Health plans are bringing back capitation, and providers who are not ready could be bypassed.

This article first appeared in the November 2015 issue of HealthLeaders magazine.

Anthem CEO Joe Swedish announced to an April luncheon of the Nashville Healthcare Council that total cost of care contracting is one of three critical concepts the giant insurer is trying to promote in 2015 and beyond. The others are related—provider collaboration and consumer focus—but all three goals tie into the concept of risk-based reimbursement.

The idea is that reimbursement contracting based on total cost of care metrics incents providers to manage costs and quality in ways they haven't had to since the last time they operated under a capitated contract, if they ever have. Capitation puts hospitals and health systems on the hook to codevelop new, more accountable systems of care with other healthcare providers, whether they be other hospitals, physicians, postacute providers such as skilled nursing or rehab, or other sites of care. At its most basic, capitation means a single per member, per month payment for managing all of a population's healthcare needs—and the costs associated with those needs.

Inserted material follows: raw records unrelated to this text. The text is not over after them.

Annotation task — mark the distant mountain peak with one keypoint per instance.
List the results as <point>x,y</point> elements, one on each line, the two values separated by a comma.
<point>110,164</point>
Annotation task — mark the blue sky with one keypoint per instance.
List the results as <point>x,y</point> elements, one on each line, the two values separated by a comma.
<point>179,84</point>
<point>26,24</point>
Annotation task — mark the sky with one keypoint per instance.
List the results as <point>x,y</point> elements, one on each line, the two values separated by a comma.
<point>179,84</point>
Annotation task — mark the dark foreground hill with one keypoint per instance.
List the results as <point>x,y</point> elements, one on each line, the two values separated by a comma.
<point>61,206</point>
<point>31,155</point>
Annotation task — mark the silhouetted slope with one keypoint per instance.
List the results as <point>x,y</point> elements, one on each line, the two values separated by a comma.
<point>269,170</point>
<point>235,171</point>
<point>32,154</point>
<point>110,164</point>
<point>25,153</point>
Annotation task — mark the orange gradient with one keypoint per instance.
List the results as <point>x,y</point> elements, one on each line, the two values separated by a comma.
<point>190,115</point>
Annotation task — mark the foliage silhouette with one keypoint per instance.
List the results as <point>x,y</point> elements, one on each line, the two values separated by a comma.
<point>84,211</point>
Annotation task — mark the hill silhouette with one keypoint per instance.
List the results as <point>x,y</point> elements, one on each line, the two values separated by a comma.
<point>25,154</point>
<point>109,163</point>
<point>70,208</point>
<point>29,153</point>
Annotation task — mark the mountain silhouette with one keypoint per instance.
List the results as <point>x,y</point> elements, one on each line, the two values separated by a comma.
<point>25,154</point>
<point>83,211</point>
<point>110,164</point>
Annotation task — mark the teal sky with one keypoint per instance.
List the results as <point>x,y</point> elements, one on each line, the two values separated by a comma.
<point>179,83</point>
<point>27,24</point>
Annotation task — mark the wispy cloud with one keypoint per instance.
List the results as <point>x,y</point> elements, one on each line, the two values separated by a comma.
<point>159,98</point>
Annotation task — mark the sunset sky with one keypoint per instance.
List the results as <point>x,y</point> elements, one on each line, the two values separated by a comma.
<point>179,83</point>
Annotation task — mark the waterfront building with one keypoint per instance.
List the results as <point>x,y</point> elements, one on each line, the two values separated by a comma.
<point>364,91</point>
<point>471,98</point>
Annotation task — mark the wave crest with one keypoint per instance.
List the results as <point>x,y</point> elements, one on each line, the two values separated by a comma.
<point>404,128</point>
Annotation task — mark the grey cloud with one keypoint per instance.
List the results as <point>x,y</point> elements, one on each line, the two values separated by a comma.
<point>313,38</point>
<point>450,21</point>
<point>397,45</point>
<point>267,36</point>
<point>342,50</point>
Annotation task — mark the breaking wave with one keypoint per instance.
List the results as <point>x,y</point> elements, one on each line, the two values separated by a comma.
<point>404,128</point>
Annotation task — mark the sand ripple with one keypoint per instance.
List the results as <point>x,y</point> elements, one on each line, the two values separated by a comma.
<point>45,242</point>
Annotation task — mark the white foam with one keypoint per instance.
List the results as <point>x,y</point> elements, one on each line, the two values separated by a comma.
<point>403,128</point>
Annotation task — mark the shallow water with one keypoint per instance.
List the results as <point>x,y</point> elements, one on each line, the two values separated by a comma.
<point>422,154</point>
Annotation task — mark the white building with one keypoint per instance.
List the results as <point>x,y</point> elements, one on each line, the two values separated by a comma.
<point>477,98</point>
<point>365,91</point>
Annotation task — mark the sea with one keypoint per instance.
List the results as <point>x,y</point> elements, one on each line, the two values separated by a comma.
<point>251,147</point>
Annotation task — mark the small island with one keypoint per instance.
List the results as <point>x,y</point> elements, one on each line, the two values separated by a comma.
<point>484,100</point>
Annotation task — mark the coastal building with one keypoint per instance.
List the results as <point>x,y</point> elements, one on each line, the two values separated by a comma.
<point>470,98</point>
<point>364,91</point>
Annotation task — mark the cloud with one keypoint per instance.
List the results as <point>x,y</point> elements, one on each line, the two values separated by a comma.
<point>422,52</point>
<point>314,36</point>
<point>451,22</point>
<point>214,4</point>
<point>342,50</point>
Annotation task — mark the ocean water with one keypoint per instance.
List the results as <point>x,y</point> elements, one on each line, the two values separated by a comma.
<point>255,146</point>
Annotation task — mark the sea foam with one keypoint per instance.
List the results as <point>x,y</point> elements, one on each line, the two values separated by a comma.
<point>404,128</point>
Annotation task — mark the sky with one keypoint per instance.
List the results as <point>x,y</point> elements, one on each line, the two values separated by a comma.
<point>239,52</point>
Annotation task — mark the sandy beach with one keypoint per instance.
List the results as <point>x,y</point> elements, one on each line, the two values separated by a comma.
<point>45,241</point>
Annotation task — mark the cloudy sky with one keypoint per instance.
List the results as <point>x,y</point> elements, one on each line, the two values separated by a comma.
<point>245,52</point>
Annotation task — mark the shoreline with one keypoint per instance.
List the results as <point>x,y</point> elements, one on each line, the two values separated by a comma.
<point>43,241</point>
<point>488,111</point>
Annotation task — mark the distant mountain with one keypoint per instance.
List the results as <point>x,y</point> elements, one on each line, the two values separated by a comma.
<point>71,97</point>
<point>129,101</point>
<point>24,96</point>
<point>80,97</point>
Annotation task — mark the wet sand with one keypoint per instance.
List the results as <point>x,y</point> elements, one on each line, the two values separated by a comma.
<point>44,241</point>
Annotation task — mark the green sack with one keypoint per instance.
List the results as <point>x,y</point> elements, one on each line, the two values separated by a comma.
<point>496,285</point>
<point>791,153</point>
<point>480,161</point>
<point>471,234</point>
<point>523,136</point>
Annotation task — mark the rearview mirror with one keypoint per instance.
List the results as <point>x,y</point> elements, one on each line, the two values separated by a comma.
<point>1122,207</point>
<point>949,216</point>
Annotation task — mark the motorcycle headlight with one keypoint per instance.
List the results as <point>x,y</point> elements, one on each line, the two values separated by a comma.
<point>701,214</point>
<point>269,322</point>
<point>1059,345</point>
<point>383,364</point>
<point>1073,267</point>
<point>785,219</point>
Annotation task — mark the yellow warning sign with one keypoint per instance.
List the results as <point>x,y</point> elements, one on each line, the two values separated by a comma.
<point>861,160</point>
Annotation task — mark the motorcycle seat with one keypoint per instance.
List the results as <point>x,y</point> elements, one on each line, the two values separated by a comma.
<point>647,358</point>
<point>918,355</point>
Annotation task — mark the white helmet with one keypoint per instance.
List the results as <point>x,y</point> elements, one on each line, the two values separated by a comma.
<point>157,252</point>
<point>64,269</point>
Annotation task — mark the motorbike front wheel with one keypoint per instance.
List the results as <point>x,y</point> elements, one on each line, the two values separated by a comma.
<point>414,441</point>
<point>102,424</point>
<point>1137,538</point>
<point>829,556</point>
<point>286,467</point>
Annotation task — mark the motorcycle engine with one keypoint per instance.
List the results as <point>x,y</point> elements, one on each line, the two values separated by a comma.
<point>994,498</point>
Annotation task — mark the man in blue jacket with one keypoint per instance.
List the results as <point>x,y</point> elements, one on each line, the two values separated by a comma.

Few seemed surprised at Swedish's statement, even though with the exception of parts of California and other geographically restricted areas, capitation had been largely abandoned by insurers since the mid to late '90s. Yet today, they are increasingly using it as a major tool to help slow the rise in the cost of healthcare. One of capitation's major modern success stories is senior-focused CareMore Health System in Southern California that started as a physician practice. It used total cost of care contracting to expand into a 26-clinic company with its own integrated health plan before being acquired by Anthem in 2011.

It's back
That capitation is back, and that largely, hospitals and health systems are accepting of the idea that some form of total cost of care contracting is coming to them, is a recognition that putting providers at risk broadly for the quality and efficiency of their care is now a fait accompli.

Sachin H. Jain

Models are payer-specific, but broadly, total cost of care contracting is aimed at refocusing members of the partnership on prevention, coordination of care, health maintenance and avoidance of complications, and reducing overutilization of modalities such as imaging and unnecessary hospitalizations or surgeries.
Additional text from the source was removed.